Jay Worthy is a 37 year old MC from Vancouver, Canada who caught my attention in 2017 after The Alchemist produced his debut EP Fantasy Island from top to bottom. He would go onto drop 5 more EPs & just put out a fantastic collab album with Larry June over a year ago called 2 P’z in a Pod even though initial plans of putting it out through Griselda Records fell through for whatever reason. But Jay’s looking to come off his Harry Fraud-produced full-length debut You Take the Credit, We’ll Take the Check & the DJ Muggs-produced sophomore effort What They Hittin’ 4 by enlisting Long Island veteran Roc Marciano behind the boards throughout the duration of his 3rd album.
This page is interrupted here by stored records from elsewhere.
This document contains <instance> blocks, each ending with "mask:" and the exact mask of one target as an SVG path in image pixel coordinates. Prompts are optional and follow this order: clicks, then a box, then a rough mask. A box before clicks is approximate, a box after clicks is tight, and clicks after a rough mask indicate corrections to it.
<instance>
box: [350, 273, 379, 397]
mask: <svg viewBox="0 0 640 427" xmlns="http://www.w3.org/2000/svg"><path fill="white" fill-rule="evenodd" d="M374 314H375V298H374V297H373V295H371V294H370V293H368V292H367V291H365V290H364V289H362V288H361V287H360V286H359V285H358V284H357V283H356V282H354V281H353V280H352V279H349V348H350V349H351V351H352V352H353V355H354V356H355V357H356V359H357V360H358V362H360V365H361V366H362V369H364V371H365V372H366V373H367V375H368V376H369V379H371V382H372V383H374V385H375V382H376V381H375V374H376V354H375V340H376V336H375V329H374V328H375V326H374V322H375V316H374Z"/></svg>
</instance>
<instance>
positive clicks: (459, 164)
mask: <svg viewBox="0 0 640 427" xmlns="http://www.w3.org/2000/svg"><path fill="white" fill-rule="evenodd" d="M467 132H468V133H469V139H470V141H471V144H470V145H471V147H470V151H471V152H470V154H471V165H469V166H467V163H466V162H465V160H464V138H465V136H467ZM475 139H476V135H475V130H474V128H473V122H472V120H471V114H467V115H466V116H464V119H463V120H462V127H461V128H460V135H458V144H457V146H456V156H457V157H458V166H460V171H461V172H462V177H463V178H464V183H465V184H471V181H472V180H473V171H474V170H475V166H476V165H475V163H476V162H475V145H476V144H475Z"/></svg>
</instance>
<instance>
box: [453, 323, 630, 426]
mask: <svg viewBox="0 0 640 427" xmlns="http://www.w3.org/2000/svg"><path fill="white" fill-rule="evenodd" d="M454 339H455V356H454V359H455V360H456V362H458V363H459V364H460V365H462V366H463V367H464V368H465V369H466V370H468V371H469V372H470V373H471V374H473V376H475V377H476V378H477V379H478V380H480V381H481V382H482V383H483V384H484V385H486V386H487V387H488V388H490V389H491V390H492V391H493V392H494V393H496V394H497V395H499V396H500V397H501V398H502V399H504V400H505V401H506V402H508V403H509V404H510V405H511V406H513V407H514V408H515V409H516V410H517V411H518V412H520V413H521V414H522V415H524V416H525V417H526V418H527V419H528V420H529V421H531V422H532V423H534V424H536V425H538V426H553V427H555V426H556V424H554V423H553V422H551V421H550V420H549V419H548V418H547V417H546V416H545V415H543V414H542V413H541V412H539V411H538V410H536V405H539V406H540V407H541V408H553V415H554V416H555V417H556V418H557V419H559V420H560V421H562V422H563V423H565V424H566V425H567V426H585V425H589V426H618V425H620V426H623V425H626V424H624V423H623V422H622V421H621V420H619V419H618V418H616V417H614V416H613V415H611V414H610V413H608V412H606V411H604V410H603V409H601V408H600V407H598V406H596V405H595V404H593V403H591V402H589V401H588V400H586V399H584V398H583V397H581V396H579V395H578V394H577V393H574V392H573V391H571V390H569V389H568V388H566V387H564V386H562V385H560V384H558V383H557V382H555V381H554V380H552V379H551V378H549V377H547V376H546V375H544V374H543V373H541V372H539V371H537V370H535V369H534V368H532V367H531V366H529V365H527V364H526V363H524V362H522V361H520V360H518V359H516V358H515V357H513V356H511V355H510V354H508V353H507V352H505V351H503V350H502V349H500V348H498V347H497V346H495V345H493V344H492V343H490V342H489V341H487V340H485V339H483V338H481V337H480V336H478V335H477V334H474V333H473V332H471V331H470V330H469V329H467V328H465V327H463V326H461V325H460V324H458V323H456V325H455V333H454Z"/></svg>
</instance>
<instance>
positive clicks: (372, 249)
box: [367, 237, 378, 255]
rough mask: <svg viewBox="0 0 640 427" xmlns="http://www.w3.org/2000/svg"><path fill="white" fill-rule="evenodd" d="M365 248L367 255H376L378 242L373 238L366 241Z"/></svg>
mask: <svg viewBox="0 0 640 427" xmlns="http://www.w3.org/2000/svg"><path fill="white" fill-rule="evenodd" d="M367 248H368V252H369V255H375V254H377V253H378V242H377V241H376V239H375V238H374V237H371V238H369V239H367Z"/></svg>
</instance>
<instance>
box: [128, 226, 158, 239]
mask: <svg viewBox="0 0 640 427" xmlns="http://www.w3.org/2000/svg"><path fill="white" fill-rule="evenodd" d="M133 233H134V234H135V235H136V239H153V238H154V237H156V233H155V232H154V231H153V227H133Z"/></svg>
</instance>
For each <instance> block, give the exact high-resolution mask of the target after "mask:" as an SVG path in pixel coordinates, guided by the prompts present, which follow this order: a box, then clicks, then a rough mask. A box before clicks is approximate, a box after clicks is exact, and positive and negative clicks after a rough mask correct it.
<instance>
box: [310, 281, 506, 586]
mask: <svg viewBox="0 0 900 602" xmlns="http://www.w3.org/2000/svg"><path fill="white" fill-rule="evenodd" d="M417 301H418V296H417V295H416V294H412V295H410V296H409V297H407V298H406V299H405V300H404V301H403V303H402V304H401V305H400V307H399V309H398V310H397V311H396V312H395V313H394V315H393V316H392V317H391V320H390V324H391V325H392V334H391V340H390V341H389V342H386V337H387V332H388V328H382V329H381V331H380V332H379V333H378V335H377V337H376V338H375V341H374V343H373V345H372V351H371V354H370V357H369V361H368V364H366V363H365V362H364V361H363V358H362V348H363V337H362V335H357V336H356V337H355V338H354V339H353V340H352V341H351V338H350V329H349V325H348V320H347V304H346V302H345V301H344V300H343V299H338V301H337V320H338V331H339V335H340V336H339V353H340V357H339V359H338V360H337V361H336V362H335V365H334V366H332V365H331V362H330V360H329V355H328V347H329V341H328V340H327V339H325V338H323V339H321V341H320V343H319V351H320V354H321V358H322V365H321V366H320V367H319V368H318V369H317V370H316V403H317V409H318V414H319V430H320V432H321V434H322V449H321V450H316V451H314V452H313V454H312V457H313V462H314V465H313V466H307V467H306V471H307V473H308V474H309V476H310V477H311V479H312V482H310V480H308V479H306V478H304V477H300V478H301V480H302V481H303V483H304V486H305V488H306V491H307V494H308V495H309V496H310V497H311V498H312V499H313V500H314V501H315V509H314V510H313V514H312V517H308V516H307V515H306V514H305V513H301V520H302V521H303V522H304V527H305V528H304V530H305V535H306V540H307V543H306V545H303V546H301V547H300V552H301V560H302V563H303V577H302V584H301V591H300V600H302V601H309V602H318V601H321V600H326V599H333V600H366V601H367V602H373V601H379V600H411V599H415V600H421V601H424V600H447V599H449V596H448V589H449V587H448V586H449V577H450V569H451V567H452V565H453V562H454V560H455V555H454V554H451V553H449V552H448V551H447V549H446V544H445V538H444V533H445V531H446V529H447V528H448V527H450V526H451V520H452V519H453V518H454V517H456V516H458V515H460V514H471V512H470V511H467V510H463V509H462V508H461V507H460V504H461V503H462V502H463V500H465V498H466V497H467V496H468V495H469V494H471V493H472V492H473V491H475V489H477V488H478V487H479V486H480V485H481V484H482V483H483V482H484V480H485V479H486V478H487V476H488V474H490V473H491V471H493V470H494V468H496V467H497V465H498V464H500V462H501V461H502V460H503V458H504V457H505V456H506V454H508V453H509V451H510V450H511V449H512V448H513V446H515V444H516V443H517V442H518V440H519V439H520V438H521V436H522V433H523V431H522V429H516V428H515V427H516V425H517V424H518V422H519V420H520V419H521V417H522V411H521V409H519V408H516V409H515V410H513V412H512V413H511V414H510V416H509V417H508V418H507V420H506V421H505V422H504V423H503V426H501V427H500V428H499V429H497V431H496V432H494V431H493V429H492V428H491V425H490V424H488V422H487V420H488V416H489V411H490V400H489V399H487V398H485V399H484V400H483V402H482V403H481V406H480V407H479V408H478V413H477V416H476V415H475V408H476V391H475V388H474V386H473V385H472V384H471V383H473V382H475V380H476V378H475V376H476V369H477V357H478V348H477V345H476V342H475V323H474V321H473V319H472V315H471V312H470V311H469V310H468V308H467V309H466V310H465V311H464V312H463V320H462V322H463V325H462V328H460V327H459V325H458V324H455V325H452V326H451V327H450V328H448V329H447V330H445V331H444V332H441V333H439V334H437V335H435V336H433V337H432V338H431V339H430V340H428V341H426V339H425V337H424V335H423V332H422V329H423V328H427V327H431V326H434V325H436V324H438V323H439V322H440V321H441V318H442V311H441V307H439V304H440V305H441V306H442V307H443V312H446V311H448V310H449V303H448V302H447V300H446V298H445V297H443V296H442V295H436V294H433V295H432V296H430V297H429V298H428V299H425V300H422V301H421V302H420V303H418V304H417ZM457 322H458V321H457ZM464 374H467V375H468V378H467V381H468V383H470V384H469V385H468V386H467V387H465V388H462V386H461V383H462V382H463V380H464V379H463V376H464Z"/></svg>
After the intro, the first song “Underground Legends” featuring Bun B kicks things off rightfully declaring themselves as such with a drumless loop accompanying them in the background whereas the title track with A$ton Matthews calling this the shit you see only in gangsta movies with a slicker instrumental. “The Field” featuring Jay 305 brings in the drums & a Middle Eastern sample as they both pray for those still in the trenches until “The Plug” featuring Ab-Soul jumps on top of some pianos & choir vocals talking about being resources for obtaining something valuable that would otherwise be difficult to obtain.
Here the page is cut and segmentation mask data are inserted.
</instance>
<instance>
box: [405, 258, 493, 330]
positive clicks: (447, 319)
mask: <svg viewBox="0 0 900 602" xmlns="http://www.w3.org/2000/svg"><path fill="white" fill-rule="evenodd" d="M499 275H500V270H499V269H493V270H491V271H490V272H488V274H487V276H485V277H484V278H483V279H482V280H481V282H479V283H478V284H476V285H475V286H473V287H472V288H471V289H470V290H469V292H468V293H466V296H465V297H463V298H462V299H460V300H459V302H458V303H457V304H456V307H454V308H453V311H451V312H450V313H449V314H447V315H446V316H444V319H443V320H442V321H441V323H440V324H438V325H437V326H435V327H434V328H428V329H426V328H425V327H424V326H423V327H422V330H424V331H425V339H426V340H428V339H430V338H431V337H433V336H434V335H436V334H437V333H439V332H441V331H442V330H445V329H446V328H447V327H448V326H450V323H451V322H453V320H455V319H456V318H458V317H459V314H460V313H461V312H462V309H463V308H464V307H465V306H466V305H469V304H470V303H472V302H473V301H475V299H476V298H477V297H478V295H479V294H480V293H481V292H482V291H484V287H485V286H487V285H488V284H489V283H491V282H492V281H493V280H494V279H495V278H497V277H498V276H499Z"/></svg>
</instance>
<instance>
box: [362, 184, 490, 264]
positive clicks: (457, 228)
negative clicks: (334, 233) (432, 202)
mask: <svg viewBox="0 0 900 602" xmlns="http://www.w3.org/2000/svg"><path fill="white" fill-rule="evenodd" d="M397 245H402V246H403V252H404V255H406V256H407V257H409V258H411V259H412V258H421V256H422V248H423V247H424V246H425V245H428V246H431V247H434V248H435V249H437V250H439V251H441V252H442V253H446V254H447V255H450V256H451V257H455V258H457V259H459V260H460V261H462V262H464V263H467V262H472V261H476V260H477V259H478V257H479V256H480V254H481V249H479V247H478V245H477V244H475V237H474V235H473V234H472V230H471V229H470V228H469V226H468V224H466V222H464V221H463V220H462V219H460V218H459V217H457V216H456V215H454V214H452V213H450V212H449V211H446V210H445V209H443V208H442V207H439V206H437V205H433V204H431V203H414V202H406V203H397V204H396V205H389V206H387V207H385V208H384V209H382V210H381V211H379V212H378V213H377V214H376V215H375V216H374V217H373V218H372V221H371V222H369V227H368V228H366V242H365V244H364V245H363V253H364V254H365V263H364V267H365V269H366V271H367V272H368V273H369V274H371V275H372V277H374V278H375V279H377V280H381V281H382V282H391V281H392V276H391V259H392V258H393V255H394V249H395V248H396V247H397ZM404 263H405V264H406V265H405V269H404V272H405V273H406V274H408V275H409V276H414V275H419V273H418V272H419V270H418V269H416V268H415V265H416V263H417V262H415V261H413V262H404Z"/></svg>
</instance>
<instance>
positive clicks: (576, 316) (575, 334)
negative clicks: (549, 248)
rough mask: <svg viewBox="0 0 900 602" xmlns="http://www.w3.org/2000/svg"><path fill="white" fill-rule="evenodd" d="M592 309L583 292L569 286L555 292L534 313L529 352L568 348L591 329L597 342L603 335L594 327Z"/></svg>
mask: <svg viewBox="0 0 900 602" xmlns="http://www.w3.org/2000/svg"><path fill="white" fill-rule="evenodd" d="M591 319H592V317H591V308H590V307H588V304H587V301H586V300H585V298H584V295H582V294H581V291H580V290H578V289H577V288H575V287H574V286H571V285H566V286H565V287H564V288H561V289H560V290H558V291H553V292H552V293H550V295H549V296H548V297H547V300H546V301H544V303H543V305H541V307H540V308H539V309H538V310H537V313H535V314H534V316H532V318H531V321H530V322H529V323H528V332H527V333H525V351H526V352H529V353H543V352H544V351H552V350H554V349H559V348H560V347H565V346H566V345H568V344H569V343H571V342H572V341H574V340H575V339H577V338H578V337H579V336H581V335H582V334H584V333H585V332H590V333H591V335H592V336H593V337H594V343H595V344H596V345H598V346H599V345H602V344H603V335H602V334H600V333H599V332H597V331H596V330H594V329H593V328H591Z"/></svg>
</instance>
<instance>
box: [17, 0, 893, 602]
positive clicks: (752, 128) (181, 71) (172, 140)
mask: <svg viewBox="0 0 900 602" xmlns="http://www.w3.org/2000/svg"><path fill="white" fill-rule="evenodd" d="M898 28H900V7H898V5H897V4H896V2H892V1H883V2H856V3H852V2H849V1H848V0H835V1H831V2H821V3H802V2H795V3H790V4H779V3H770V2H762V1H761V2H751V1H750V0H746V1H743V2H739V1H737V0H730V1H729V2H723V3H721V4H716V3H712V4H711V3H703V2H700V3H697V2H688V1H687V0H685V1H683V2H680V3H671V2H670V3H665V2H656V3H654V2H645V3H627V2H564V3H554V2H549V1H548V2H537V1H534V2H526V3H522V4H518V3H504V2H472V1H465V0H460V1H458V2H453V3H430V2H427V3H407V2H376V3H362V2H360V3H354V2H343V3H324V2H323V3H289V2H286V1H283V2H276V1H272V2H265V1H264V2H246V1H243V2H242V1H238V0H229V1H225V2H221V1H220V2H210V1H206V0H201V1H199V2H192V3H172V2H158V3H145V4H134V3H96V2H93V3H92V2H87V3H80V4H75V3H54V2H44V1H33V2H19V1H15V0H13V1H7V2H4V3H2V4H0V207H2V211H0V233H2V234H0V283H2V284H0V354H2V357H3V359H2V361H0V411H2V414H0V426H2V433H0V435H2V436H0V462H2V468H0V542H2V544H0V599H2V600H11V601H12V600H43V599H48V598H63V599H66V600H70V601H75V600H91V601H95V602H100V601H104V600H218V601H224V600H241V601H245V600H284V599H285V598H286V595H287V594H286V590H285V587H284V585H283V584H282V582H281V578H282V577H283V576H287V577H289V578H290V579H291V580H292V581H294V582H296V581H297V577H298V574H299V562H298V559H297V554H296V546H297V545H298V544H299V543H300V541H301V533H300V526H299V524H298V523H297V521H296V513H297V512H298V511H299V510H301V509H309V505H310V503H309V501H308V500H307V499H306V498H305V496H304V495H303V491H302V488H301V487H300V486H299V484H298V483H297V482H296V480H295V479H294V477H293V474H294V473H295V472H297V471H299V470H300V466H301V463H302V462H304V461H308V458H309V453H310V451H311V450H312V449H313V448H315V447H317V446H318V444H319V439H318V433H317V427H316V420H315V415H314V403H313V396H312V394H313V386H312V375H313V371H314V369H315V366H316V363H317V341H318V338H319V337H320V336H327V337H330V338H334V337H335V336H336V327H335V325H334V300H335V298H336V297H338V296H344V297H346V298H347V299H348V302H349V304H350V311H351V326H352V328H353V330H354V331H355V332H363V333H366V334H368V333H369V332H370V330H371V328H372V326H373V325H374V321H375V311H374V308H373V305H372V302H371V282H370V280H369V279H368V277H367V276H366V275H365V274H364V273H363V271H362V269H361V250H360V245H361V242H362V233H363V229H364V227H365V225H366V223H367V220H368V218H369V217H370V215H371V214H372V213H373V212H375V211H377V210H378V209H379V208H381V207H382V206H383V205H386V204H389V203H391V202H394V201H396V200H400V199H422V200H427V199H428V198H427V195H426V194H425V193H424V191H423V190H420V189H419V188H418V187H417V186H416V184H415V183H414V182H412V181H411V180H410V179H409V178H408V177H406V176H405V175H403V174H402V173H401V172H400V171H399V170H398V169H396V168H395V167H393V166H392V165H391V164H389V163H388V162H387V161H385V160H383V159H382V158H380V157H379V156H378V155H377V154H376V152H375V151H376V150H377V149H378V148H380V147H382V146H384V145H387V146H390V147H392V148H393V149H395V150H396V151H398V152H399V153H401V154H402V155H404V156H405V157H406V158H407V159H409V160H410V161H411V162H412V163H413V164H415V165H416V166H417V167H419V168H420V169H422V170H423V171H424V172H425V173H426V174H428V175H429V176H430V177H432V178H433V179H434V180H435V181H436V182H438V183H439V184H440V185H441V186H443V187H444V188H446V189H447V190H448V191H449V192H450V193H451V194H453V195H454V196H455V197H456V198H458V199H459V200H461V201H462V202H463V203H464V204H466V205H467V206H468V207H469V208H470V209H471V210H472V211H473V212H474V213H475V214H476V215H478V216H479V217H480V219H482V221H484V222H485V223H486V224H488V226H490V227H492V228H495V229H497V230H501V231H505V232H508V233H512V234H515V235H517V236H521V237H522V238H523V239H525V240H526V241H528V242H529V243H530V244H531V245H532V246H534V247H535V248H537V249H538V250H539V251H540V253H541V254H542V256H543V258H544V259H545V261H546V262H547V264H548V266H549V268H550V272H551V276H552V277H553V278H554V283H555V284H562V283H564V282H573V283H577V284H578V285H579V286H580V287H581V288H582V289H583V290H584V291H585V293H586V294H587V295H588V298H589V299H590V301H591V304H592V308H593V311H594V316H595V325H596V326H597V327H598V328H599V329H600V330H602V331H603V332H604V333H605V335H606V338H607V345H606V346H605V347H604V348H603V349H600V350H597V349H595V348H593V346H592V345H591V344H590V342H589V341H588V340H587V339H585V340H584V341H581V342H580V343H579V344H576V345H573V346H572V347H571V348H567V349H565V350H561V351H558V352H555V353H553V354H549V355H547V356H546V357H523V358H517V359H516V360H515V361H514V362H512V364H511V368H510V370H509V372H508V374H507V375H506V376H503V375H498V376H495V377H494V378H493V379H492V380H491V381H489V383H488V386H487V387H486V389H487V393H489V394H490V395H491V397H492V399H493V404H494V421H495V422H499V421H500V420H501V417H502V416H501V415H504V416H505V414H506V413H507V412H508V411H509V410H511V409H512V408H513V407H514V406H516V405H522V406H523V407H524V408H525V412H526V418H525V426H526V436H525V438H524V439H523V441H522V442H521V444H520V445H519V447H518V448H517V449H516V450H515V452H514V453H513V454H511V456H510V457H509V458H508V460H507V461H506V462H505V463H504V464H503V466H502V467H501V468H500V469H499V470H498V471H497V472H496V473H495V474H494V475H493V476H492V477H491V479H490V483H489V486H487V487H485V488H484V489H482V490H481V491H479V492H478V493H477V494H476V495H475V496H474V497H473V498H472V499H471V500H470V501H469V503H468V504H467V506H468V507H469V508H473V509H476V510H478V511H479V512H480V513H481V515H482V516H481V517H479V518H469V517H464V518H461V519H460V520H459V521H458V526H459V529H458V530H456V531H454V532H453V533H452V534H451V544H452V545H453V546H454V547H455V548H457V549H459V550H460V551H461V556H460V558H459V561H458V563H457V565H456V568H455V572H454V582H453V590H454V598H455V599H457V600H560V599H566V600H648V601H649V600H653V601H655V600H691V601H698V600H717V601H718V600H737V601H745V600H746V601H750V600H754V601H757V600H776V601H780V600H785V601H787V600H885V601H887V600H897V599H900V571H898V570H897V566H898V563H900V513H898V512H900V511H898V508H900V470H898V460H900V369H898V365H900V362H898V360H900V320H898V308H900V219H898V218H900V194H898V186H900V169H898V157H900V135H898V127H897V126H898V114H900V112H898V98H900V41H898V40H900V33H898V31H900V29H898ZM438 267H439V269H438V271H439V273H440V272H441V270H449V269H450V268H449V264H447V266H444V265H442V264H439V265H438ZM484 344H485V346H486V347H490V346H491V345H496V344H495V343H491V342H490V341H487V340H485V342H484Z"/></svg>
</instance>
Marc joins Jay on the mic for “Wake Up” spitting that fly shit with a luxurious beat just before “My Own 2” featuring A$AP Ant & Bart Oatmeal has a soulful, jazzier flare to it as they bring to you a day in their lives. “How?” keeps the soul in tact addressing those who always want to know his background & how he reps the CPT even though he was born in Vancouver by telling them not to worry about it since it really doesn’t concern them whatsoever, but then “Players Only” has a triumphantly wavier feel to it talking about how life been different.
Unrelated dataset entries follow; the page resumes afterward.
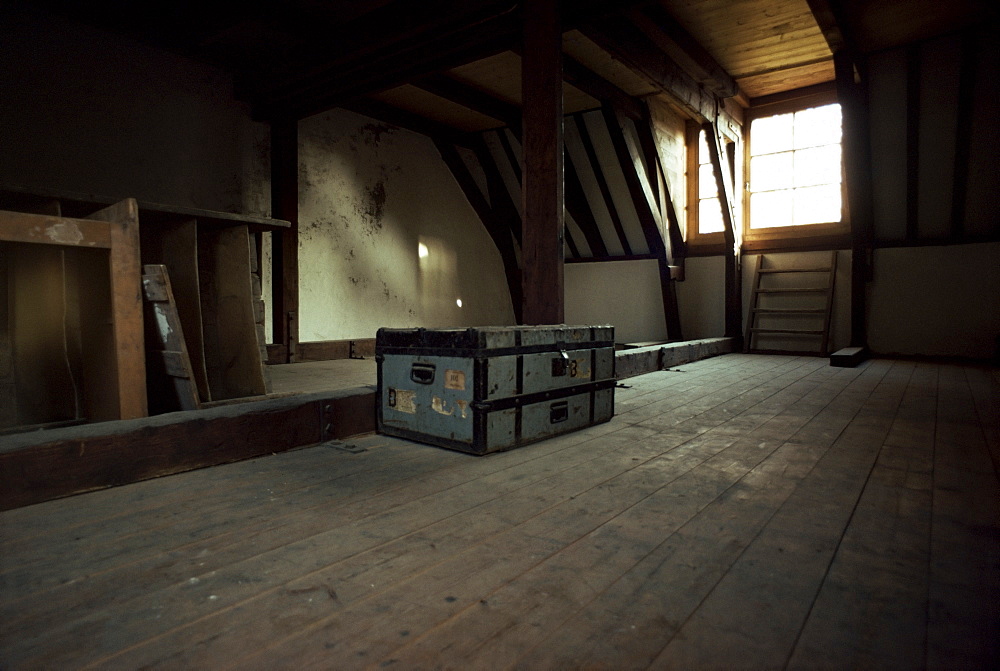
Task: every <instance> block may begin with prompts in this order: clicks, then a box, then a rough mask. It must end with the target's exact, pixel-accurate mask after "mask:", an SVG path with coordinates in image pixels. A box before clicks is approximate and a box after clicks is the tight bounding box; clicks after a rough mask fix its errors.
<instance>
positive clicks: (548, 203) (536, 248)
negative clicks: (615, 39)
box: [521, 0, 565, 324]
mask: <svg viewBox="0 0 1000 671" xmlns="http://www.w3.org/2000/svg"><path fill="white" fill-rule="evenodd" d="M523 53H524V57H523V59H522V65H521V91H522V95H523V100H524V108H523V112H522V120H523V123H522V126H523V138H522V140H523V142H522V144H523V147H524V182H523V184H522V188H521V198H522V204H523V206H524V208H523V210H524V220H523V223H522V231H523V235H522V240H523V242H522V277H523V287H524V310H523V319H524V323H525V324H561V323H562V322H563V321H565V307H564V302H565V297H564V291H563V261H564V258H563V226H564V219H563V216H564V215H563V100H562V26H561V22H560V17H559V3H558V2H557V0H526V1H525V3H524V52H523Z"/></svg>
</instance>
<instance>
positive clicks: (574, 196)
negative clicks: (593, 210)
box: [563, 152, 632, 256]
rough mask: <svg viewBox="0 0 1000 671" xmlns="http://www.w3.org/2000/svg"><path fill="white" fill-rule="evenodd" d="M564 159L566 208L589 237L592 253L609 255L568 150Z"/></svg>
mask: <svg viewBox="0 0 1000 671" xmlns="http://www.w3.org/2000/svg"><path fill="white" fill-rule="evenodd" d="M563 160H564V161H565V162H566V209H567V211H568V212H569V214H570V216H571V217H573V220H574V221H576V223H577V225H578V226H579V227H580V231H582V232H583V236H584V237H585V238H586V239H587V244H588V245H589V246H590V253H591V254H593V255H594V256H607V255H608V248H607V245H605V244H604V238H603V237H602V236H601V229H600V228H598V226H597V219H595V218H594V213H593V212H592V211H591V209H590V203H588V202H587V194H586V192H585V191H584V189H583V184H582V183H581V182H580V176H579V174H578V173H577V170H576V166H575V165H573V160H572V159H571V158H570V156H569V153H568V152H567V153H566V155H565V156H564V157H563ZM627 253H628V254H631V253H632V250H631V249H629V250H628V252H627Z"/></svg>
The song “Simple Man” featuring Kurupt make it clear to understand that they only want the money with a glossy, drumless instrumental backing them while the penultimate track “The Huddle” featuring Bart Oatmeal brings back the horns & soul sample so all the real ones can click up declaring trouble for all the fakes out there. “Fur Coat Talk” featuring Da$h on the other hand sends off the album on a jazzier note as they discuss minks if you couldn’t already tell by the title of the closer.
I’ve been hearing some people online still calling Jay a boring MC oddly enough considering that he’s been at his best for the past year after putting out 2 P’z in a Pod with Larry alongside his previous couple solo albums & Nothing Bigger Than the Program continues that trajectory if you ask me. Sure one can complain about the amount of features & their performances kinda being 50/50, but the bars from Jay himself continue to elevate solidly over Marci’s signature production style.